Maximizing waveguide integration density with multi-plane photonics

TL;DR

This paper introduces a 3D photonic routing architecture using multi-plane amorphous silicon waveguides, demonstrating low-loss crossings and high-quality resonators, advancing dense photonic integration for various applications.

Contribution

The work presents the first experimental demonstration of a multi-plane photonic routing architecture with low-loss crossings and phase velocity mapping to reduce crosstalk.

Findings

<3×10^{-4} dB loss per waveguide crossing

0.05 dB per interplane coupler

Resonators with Q factors up to 8.2×10^4

Abstract

We propose and experimentally demonstrate a photonic routing architecture that can efficiently utilize the space of multi-plane (3D) photonic integration.
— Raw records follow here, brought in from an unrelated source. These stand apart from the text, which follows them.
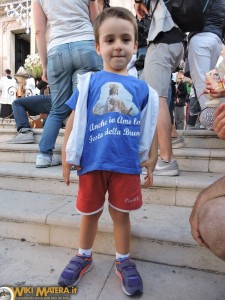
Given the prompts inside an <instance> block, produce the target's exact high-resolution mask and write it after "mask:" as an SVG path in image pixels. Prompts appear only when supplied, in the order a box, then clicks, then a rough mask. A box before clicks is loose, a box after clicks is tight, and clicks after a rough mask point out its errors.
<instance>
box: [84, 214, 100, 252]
mask: <svg viewBox="0 0 225 300" xmlns="http://www.w3.org/2000/svg"><path fill="white" fill-rule="evenodd" d="M101 214H102V211H100V212H98V213H96V214H93V215H87V216H84V215H83V216H82V219H81V223H80V235H79V236H80V238H79V247H80V248H82V249H91V248H92V246H93V244H94V240H95V236H96V233H97V230H98V220H99V218H100V216H101Z"/></svg>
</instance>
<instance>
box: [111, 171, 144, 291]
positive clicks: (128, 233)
mask: <svg viewBox="0 0 225 300" xmlns="http://www.w3.org/2000/svg"><path fill="white" fill-rule="evenodd" d="M108 193H109V213H110V216H111V218H112V220H113V233H114V239H115V246H116V265H115V271H116V274H117V275H118V276H119V278H120V280H121V285H122V290H123V292H124V293H125V294H126V295H129V296H131V295H136V294H140V293H142V292H143V282H142V279H141V276H140V274H139V272H138V270H137V267H136V265H135V263H134V262H133V261H132V260H130V257H129V251H130V237H131V224H130V215H129V212H130V211H132V210H136V209H138V208H140V207H141V206H142V195H141V185H140V176H139V175H133V174H120V173H115V172H110V174H109V182H108Z"/></svg>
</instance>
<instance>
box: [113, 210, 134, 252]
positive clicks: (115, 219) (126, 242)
mask: <svg viewBox="0 0 225 300" xmlns="http://www.w3.org/2000/svg"><path fill="white" fill-rule="evenodd" d="M109 213H110V216H111V218H112V220H113V233H114V239H115V245H116V251H117V252H118V253H121V254H129V251H130V232H131V225H130V215H129V213H126V212H121V211H118V210H115V209H114V208H112V207H111V206H109Z"/></svg>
A wafer with three planes of amorphous silicon waveguides was fabricated and characterized, demonstrating $<3\times10^{-4}$ dB loss per out-of-plane waveguide crossing, $0.05 \pm 0.02 $ dB per interplane coupler, and microring resonators on three planes with a quality factors up to $8.2 \times 10^{4}$. We also explore a phase velocity mapping strategy to mitigate the crosstalk between co-propagating waveguides on different planes. These results expand the utility of 3D photonic integration for applications such as optical interconnects, neuromorphic computing and optical phased arrays.